The after: one sentence
browserbash run "Open {{base_url}}/login, log in as {{username}} with password {{password}}, and verify the page says 'You logged into a secure area'" \
--headless \
--variables '{"base_url":"https://the-internet.herokuapp.com","username":"tomsmith","password":{"value":"SuperSecretPassword!","secret":true}}'
That command is runnable exactly as printed — the demo credentials are published on the login page itself. An AI agent drives a real Chrome browser, finds the fields the way a person would, and the verify clause is the assertion: if the text is missing, the run fails with exit code 1. The password is marked "secret": true, so every log shows *****. To make it committable, drop the same steps into a login_test.md file and run browserbash testmd run ./login_test.md --headless — a Result.md report lands next to the file.
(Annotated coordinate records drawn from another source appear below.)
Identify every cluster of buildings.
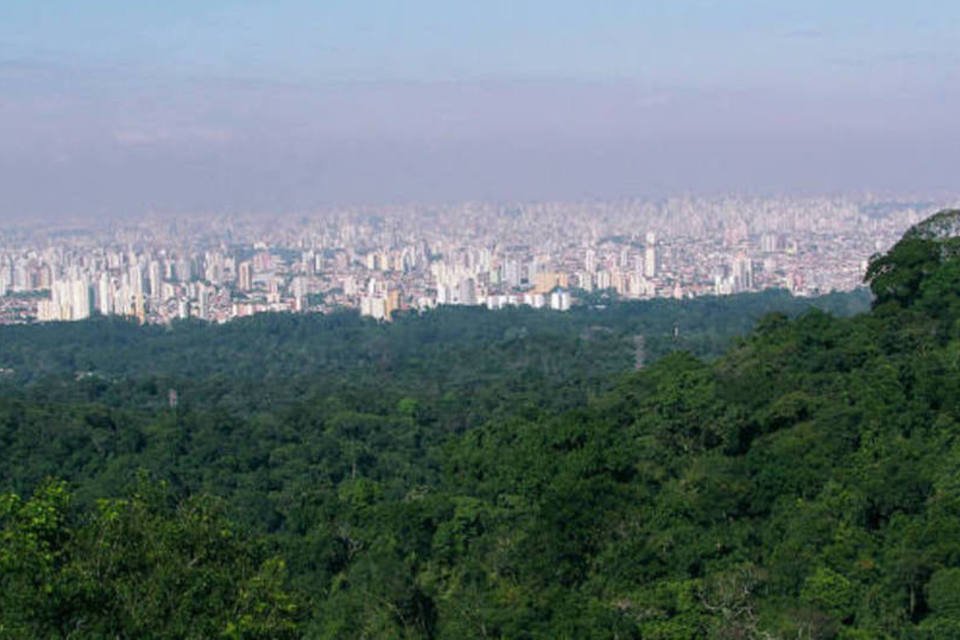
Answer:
[0,196,946,323]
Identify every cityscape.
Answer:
[0,195,948,324]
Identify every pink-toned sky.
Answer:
[0,0,960,219]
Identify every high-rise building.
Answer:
[643,231,658,278]
[237,260,253,291]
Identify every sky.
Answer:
[0,0,960,220]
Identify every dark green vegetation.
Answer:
[7,209,960,639]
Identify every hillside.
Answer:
[0,212,960,639]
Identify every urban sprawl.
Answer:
[0,196,947,324]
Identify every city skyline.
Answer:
[0,0,960,221]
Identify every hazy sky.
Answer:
[0,0,960,217]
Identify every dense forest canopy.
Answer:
[0,212,960,639]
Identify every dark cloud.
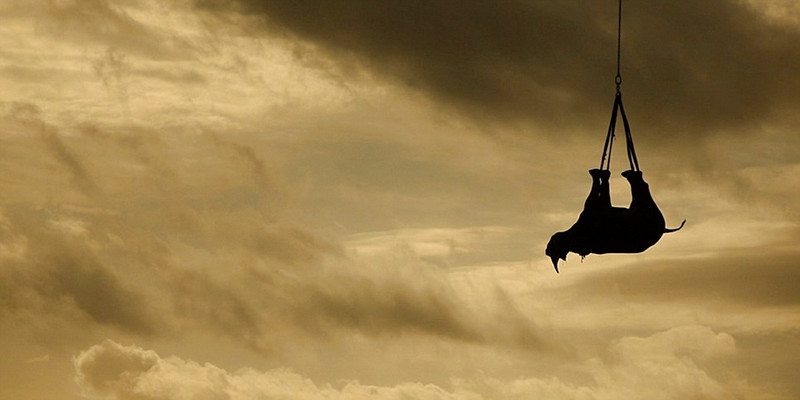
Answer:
[0,207,157,334]
[197,0,800,135]
[564,247,800,307]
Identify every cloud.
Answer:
[74,326,757,400]
[196,0,800,138]
[573,246,800,308]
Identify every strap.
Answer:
[600,92,639,171]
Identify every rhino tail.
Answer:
[664,220,686,233]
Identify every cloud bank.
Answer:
[196,0,800,138]
[74,326,747,400]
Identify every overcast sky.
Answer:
[0,0,800,400]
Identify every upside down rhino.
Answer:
[545,169,686,272]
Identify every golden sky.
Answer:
[0,0,800,400]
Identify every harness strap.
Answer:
[600,92,639,171]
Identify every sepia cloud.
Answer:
[196,0,800,139]
[74,326,744,400]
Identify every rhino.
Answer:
[545,169,686,273]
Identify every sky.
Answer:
[0,0,800,400]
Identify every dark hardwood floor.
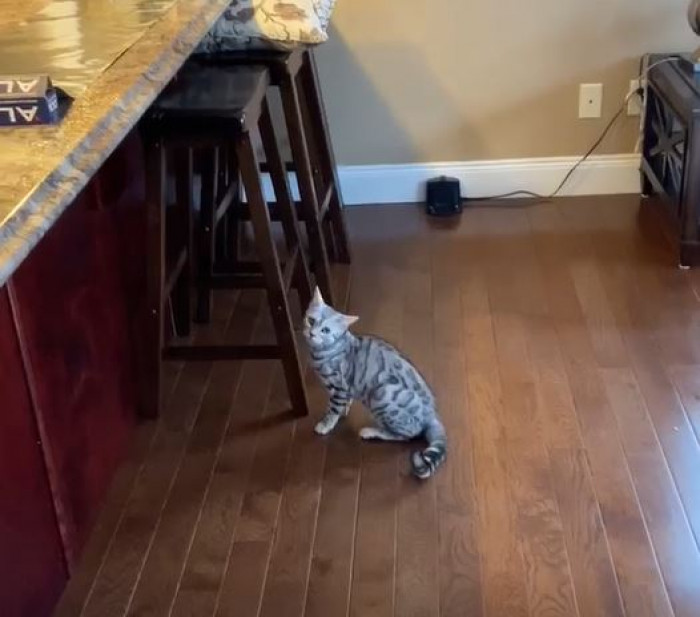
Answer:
[56,197,700,617]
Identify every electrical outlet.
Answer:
[578,84,603,118]
[627,79,642,116]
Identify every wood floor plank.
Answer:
[581,203,700,546]
[432,219,483,617]
[528,206,636,616]
[462,212,530,617]
[127,293,260,616]
[171,294,275,617]
[53,201,700,617]
[346,219,406,617]
[82,292,241,617]
[260,258,356,617]
[482,218,577,616]
[395,239,440,617]
[667,364,700,458]
[560,199,671,615]
[604,369,700,617]
[304,268,360,617]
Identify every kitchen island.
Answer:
[0,0,228,617]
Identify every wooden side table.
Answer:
[641,55,700,267]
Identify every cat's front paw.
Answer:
[360,426,382,441]
[314,415,340,435]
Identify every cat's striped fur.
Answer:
[304,289,447,479]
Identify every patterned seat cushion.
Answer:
[197,0,336,53]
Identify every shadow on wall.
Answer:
[316,27,483,165]
[310,0,696,165]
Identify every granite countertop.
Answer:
[0,0,230,285]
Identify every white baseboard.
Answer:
[339,154,640,205]
[265,154,640,206]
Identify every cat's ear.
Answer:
[311,287,325,306]
[343,315,360,328]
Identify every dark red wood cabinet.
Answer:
[0,289,68,617]
[0,132,143,617]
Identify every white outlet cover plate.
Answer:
[578,84,603,118]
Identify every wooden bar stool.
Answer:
[142,66,311,415]
[197,47,351,302]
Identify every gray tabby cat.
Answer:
[304,288,447,479]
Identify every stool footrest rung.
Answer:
[163,345,282,362]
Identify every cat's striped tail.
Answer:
[411,418,447,480]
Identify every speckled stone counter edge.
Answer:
[0,0,228,285]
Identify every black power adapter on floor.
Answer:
[425,176,462,216]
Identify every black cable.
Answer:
[464,54,680,201]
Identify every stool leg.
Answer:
[196,148,219,323]
[299,72,340,262]
[172,148,193,336]
[300,50,351,264]
[236,132,309,416]
[140,136,166,418]
[260,101,313,311]
[280,75,333,305]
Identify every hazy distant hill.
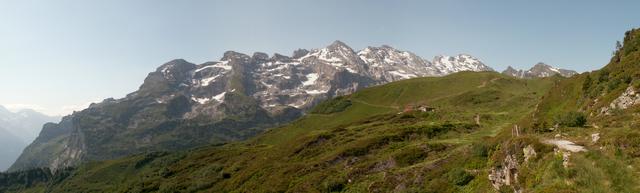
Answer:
[0,106,60,171]
[12,41,500,170]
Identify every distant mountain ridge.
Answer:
[12,41,528,170]
[0,105,60,171]
[502,62,578,78]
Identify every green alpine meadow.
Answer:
[0,0,640,193]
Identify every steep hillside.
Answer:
[3,72,556,192]
[0,105,60,171]
[10,41,492,171]
[0,127,27,171]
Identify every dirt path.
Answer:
[543,139,587,152]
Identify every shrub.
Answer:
[311,96,351,114]
[447,168,474,186]
[393,147,427,166]
[555,111,587,127]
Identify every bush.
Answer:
[555,111,587,127]
[447,168,474,186]
[311,96,351,114]
[393,147,427,166]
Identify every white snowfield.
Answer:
[543,139,587,152]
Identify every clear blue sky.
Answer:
[0,0,640,114]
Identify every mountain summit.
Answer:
[11,41,493,170]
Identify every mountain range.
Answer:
[502,62,578,78]
[11,41,576,171]
[0,29,640,192]
[0,106,60,171]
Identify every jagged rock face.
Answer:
[433,54,494,75]
[502,62,578,78]
[11,41,492,170]
[600,86,640,115]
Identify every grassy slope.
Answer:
[484,27,640,192]
[21,72,553,192]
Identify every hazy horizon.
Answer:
[0,0,640,115]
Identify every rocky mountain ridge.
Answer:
[11,41,500,170]
[502,62,578,78]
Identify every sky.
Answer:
[0,0,640,115]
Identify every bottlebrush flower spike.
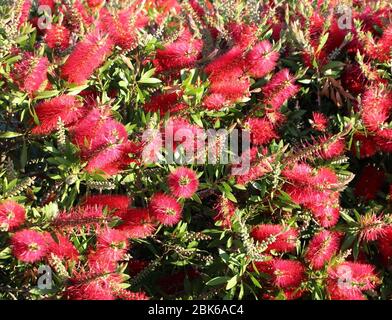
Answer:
[143,92,187,116]
[167,167,199,198]
[342,64,368,94]
[272,259,305,288]
[214,196,236,229]
[11,229,48,263]
[118,208,155,239]
[359,213,387,241]
[32,95,85,135]
[227,22,257,50]
[245,40,279,78]
[310,112,328,132]
[149,193,182,226]
[47,233,79,261]
[233,147,274,185]
[305,230,341,270]
[0,200,26,231]
[100,8,137,50]
[52,206,108,231]
[327,262,380,300]
[262,69,299,109]
[18,0,33,28]
[85,143,131,175]
[316,136,345,160]
[45,24,71,50]
[64,272,123,300]
[351,133,377,159]
[83,194,132,211]
[11,52,49,94]
[96,228,129,261]
[61,28,113,85]
[251,224,298,252]
[377,226,392,268]
[71,109,128,158]
[244,118,278,145]
[154,29,203,72]
[362,86,392,131]
[87,0,105,9]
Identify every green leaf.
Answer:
[0,131,23,139]
[226,276,238,290]
[317,32,329,52]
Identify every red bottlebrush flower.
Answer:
[262,69,299,109]
[96,228,128,261]
[214,196,236,229]
[100,8,137,50]
[11,53,49,94]
[251,224,298,252]
[38,0,56,12]
[61,28,113,84]
[354,165,385,201]
[245,40,279,78]
[0,200,26,231]
[305,230,341,270]
[377,226,392,268]
[319,137,345,160]
[327,262,380,300]
[244,118,278,145]
[18,0,33,28]
[227,22,257,49]
[272,259,305,288]
[64,273,123,300]
[310,112,328,132]
[305,192,340,228]
[118,208,155,239]
[11,229,48,263]
[283,164,340,228]
[127,259,149,277]
[351,133,377,158]
[362,87,392,131]
[342,64,367,94]
[282,163,313,185]
[85,143,130,175]
[45,24,70,50]
[32,95,85,135]
[52,206,105,230]
[209,76,250,102]
[167,167,199,198]
[149,193,182,226]
[149,193,182,226]
[373,24,392,62]
[87,0,105,9]
[143,92,187,116]
[83,194,132,210]
[154,30,203,72]
[359,213,387,241]
[62,0,94,31]
[48,234,79,261]
[71,109,128,157]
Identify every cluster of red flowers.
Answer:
[0,0,392,300]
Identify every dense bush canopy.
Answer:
[0,0,392,300]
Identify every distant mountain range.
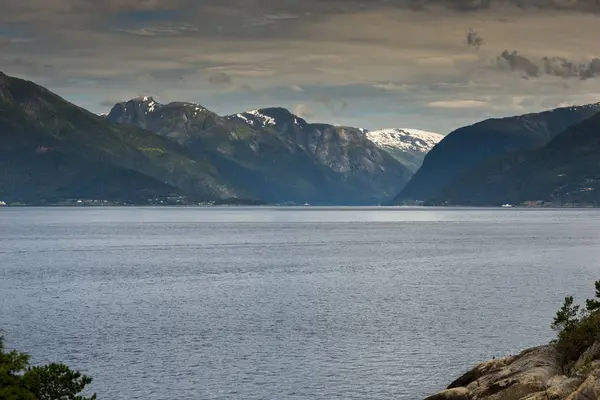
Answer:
[5,73,600,206]
[0,74,440,205]
[107,97,412,205]
[0,70,255,204]
[433,114,600,206]
[367,128,444,172]
[392,104,600,204]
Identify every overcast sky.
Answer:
[0,0,600,133]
What disappeared: the locators, both page objects, the driver factory, and the selector patch the next time the markup shifts. The agent re-reads the page on every run, and the default Stagehand engine underneath is built around self-healing automation.
The honest tradeoffs
Determinism. Selenium executes the same instructions every time; when it fails, it fails identically. An LLM agent plans at run time, and two runs may take slightly different paths to the same goal. BrowserBash narrows the gap — explicit verify steps, a --max-steps cap, exit codes as the contract — but runs are goal-deterministic, not path-deterministic. If you need bit-identical execution traces, page objects still win.
Speed. A WebDriver click is milliseconds; every BrowserBash step includes model inference. Illustratively, the Selenium login above finishes in 6–8 seconds in CI, while the BrowserBash run typically lands in the 30–60 second range depending on model and provider. For a 12-test smoke suite that difference is irrelevant. For an 800-test regression wall, it is disqualifying — keep Selenium there.
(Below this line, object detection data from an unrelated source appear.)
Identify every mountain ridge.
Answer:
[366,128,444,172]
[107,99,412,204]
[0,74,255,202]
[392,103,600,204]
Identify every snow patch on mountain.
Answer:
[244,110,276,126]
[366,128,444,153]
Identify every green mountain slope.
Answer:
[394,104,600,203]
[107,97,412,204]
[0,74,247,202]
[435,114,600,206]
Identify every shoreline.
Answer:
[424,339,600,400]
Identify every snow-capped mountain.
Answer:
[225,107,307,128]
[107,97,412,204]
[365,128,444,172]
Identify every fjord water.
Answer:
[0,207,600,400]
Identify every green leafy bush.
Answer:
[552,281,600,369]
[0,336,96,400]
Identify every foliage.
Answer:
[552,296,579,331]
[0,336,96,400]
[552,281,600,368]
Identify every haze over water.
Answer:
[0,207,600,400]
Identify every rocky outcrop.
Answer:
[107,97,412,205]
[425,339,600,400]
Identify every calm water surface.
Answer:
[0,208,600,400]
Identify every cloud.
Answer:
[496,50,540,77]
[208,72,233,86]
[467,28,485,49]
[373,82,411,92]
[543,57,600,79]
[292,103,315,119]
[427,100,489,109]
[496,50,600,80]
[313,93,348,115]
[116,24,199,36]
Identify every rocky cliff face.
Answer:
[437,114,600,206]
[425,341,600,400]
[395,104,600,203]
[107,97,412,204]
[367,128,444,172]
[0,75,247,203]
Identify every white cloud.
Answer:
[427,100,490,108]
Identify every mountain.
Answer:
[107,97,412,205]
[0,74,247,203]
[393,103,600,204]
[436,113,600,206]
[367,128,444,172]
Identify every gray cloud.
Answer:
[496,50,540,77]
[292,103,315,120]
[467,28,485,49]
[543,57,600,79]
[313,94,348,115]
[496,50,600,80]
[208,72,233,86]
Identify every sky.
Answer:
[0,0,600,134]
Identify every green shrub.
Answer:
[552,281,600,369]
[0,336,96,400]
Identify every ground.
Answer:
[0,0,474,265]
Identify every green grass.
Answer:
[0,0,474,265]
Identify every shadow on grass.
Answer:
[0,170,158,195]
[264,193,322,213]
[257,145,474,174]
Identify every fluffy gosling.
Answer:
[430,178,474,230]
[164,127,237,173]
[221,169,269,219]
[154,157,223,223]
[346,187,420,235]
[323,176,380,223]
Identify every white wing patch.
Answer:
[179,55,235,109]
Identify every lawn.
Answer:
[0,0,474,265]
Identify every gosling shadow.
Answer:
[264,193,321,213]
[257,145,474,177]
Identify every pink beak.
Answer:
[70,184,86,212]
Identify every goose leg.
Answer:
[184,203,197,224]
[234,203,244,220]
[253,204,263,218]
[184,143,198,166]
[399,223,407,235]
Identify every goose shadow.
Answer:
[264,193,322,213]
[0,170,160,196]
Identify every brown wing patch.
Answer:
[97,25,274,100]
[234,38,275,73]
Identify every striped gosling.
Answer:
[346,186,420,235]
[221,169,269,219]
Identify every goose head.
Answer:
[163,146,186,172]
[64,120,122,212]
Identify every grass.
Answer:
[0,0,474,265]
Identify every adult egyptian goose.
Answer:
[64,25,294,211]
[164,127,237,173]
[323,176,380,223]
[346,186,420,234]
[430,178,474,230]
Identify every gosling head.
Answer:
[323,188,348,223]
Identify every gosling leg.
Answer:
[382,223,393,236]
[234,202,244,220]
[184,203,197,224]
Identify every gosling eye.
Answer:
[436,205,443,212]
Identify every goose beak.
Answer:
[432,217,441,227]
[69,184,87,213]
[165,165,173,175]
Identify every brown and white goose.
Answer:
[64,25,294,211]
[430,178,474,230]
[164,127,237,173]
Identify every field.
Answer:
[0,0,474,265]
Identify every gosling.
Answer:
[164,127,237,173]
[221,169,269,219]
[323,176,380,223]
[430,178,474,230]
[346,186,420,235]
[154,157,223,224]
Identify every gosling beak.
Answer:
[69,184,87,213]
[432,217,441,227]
LLM cost. Every step costs tokens, but you hold real levers. The default auto model resolution prefers a local Ollama model — free, open source, no API keys (ollama pull qwen3; note that small ≤8B models are flaky on multi-step objectives, while Qwen3 or Llama 3.3 70B class works best). One flag swaps brains per run: --model openrouter/meta-llama/llama-3.3-70b-instruct when cheap is fine, --model openrouter/anthropic/claude-sonnet-4-6 when a flow needs more capability, or ANTHROPIC_API_KEY for Claude directly.
Where each approach wins
Keep page objects for large, stable regression suites, sub-second per-test budgets, pixel-precise interactions, and anywhere a network-free deterministic run is mandatory. Reach for plain English for new coverage you need today, UIs that churn weekly, smoke and journey tests, and any test a product manager should be able to read in review.
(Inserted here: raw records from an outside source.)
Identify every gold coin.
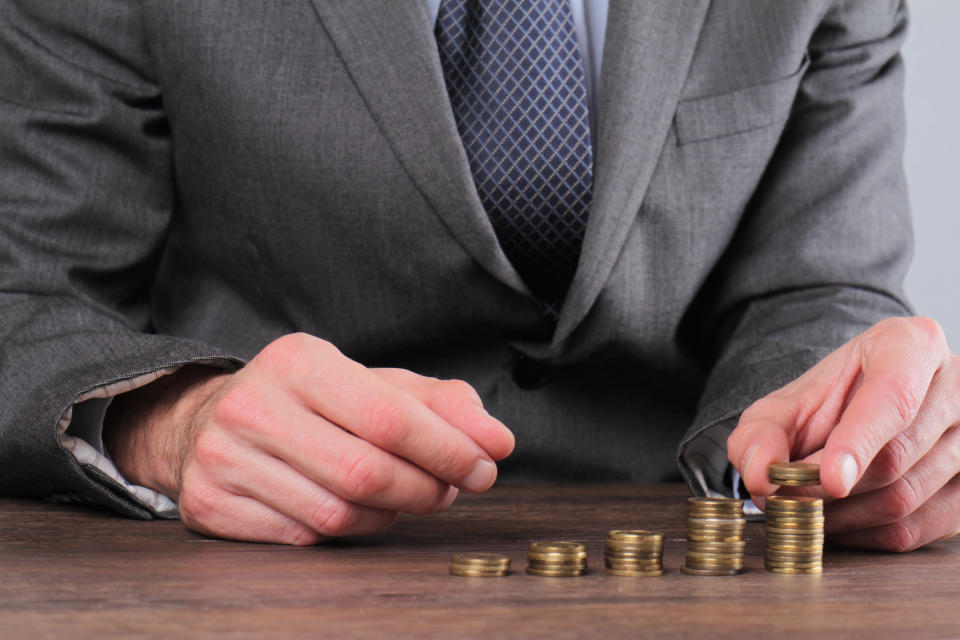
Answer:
[764,520,826,532]
[766,567,823,574]
[764,527,824,539]
[453,553,510,567]
[528,540,587,554]
[603,562,663,571]
[687,516,747,529]
[603,542,663,553]
[687,531,743,542]
[767,511,826,524]
[766,544,823,555]
[767,462,820,484]
[527,567,584,578]
[687,496,743,509]
[607,529,663,542]
[687,540,747,553]
[765,496,823,509]
[607,567,663,577]
[450,564,509,578]
[680,565,740,576]
[527,560,587,571]
[763,558,823,569]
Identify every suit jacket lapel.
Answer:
[551,0,709,350]
[313,0,529,294]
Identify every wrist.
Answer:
[103,365,231,499]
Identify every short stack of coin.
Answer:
[680,498,747,576]
[450,553,510,578]
[763,496,824,573]
[603,529,663,576]
[767,462,820,487]
[527,541,587,577]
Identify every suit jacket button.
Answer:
[513,356,550,390]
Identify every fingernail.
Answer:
[460,460,497,493]
[438,487,460,511]
[840,453,857,493]
[740,444,760,476]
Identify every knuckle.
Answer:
[883,374,925,426]
[309,496,351,537]
[879,477,923,523]
[178,477,219,530]
[193,430,232,469]
[906,316,947,348]
[430,447,476,484]
[257,332,341,377]
[341,453,393,503]
[880,520,920,553]
[364,396,410,450]
[871,434,915,486]
[211,384,264,427]
[279,523,323,547]
[440,380,483,405]
[404,480,450,516]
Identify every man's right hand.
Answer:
[104,334,514,545]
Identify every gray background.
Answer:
[904,0,960,352]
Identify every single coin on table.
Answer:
[450,553,510,578]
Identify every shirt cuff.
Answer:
[680,418,763,520]
[57,366,180,518]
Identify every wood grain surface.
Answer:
[0,485,960,640]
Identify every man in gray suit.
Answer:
[0,0,960,550]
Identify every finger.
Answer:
[851,367,960,494]
[727,403,791,497]
[281,341,497,493]
[373,369,516,460]
[830,476,960,551]
[178,481,325,546]
[820,321,944,497]
[214,455,397,537]
[826,427,960,533]
[727,343,858,497]
[215,398,458,514]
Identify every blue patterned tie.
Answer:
[436,0,593,316]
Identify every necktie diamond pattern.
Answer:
[436,0,593,315]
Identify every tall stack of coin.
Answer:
[763,462,824,573]
[450,553,510,578]
[527,541,587,577]
[603,529,663,576]
[680,498,747,576]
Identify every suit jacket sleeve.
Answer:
[0,0,239,517]
[679,2,912,493]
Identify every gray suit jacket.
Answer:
[0,0,910,517]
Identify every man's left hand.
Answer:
[727,318,960,551]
The SDET in our scenario kept all 800 Selenium regression tests and moved 15 of the worst selector-churn victims to markdown. Both suites run in the same pipeline and gate merges the same way: by exit code.
FAQ
Is an LLM-driven test deterministic enough for CI?
Treat the exit code as the contract. verify steps fail the run with exit code 1 when an assertion is false, and --max-steps plus --timeout bound any wandering. That is solid for smoke and journey gates, but it is goal-determinism, not a drop-in replacement for trace-identical compliance suites.
What does a run actually cost?
With the default Ollama resolution, there is no API cost — the model runs on your hardware. With hosted models, a multi-step login costs a few thousand tokens at your chosen model's rates, and --model openrouter/<vendor>/<model> lets you trade cost against capability per run without editing the test.
Do I have to choose between Selenium and BrowserBash?
No. The realistic pattern is coexistence: Selenium keeps the deep regression suite, BrowserBash covers fast-moving smoke and journey flows, and both report to CI through the same pass/fail exit-code convention.